Consider an IBM 1403 impact printer. CR moved the print head to the start of the line, but did NOT advance the paper. This allowed for "overprinting", placing multiple lines of output on one line. Things like underlining were achieved this way, as was BOLD print. LF advanced the paper one line. If there was no CR, the next line would print as a staggered-step because LF didn't move the print head. FF advanced the paper to the next page. It typically also moved the print head to the start of the first line on the new page, but you might need CR for that. To be sure, most programmers coded CRFF instead of CRLF at the end of the last line on a page because an extra CR created by FF wouldn't matter.
As a supplement,
1, Carriage return: It's a printer terminology meaning changing the print location to the beginning of current line. In computer world, it means return to the beginning of current line in most cases but stands for new line rarely.
2, Line feed: It's a printer terminology meaning advancing the paper one line. So Carriage return and Line feed are used together to start to print at the beginning of a new line. In computer world, it generally has the same meaning as newline.
3, Form feed: It's a printer terminology, I like the explanation in this thread.
If you were programming for a 1980s-style printer, it would eject the
paper and start a new page. You are virtually certain to never need
it.
http://en.wikipedia.org/wiki/Form_feed
It's almost obsolete and you can refer to Escape sequence \f - form feed - what exactly is it? for detailed explanation.
Note, we can use CR or LF or CRLF to stand for newline in some platforms but newline can't be stood by them in some other platforms. Refer to wiki Newline for details.
LF: Multics, Unix and Unix-like systems (Linux, OS X, FreeBSD, AIX,
Xenix, etc.), BeOS, Amiga, RISC OS, and others
CR: Commodore 8-bit machines, Acorn BBC, ZX Spectrum, TRS-80, Apple
II family, Oberon, the classic Mac OS up to version 9, MIT Lisp
Machine and OS-9
RS: QNX pre-POSIX implementation
0x9B: Atari 8-bit machines using ATASCII variant of ASCII (155 in
decimal)
CR+LF: Microsoft Windows, DOS (MS-DOS, PC DOS, etc.), DEC TOPS-10,
RT-11, CP/M, MP/M, Atari TOS, OS/2, Symbian OS, Palm OS, Amstrad CPC,
and most other early non-Unix and non-IBM OSes
LF+CR: Acorn BBC and RISC OS spooled text output.
"\n" is the linefeed character. It means end the present line and go to a new line for anyone who is reading it.

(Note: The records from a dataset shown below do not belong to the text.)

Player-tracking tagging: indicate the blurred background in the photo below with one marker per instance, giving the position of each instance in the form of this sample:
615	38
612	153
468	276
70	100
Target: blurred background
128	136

Carriage return and line feed are also references to typewriters, in that the with a small push on the handle on the left side of the carriage (the place where the paper goes), the paper would rotate a small amount around the cylinder, advancing the document one line. If you had finished typing one line, and wanted to continue on to the next, you pushed harder, both advancing a line and sliding the carriage all the way to the right, then resuming typing left to right again as the carriage traveled with each keystroke. Needless to say, word-wrap was the default setting for all word processing of the era. P:D
Those are non-printing characters, relating to the concept of "new line". \n is linefeed. \r is carriage return. On different platforms they have different meanings, relative to a valid new line. In windows, a new line is \r\n. In linux, \n. In mac, \r.

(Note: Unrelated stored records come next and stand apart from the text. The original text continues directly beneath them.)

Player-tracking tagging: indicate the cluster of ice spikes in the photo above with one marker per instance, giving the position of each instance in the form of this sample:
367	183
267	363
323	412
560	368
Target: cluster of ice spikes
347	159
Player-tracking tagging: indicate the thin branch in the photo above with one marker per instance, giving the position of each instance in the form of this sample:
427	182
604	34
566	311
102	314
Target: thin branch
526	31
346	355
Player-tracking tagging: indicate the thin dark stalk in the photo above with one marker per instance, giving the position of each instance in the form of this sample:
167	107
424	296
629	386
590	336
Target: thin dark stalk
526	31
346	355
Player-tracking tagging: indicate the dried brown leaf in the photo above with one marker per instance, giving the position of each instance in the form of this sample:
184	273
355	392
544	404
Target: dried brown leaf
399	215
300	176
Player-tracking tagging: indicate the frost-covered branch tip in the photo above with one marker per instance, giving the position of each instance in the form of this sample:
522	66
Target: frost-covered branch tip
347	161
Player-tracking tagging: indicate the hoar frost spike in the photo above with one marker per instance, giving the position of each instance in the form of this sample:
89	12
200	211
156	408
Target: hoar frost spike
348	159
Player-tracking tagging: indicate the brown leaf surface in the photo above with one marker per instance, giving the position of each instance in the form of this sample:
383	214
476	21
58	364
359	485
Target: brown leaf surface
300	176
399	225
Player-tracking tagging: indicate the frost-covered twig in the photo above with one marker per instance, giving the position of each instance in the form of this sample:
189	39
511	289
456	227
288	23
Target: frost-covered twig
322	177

In practice, you put them in any string, and it will have effect on the print-out of the string.
when I was an apprentice in the Royal Signals many (50) years ago, teletypes and typewriters had "Carriage" with the printing head on them. When you pressed RETURN the Carriage would fly to the left. Hence Carriage Return (CR). You could just return the Carriage, but on mechanical typewriters, you'd use the Lever (much like a tremolo lever on an electric guitar) which would also do the Line Feed. Your next question is why would you not want the line feed? heh heh well in those days to delete characters we'd do a CR then use a Tip-ex-like paper in between the hammerheads and paper and type the same keys to over-write with white ink. Some fancy typewriters had a key you could press. So there you go.
Some applications running in terminal can erase their outputs. e.g.
when it tells you to wait, it will show a sequence of dots alternating between different lengths.
How is erasing output in terminal implemented in C? Is it done by reverse line feed?
Can a program only erase the previous characters in the current line, not the characters in the previous line in stdout?
Thanks.
It depends on the terminal.
The COMSPEC shell on Windows (often called the DOS prompt or command.com) exposes an API in C to control the cursor. I haven't done any Windows programming so I can't tell you much about it.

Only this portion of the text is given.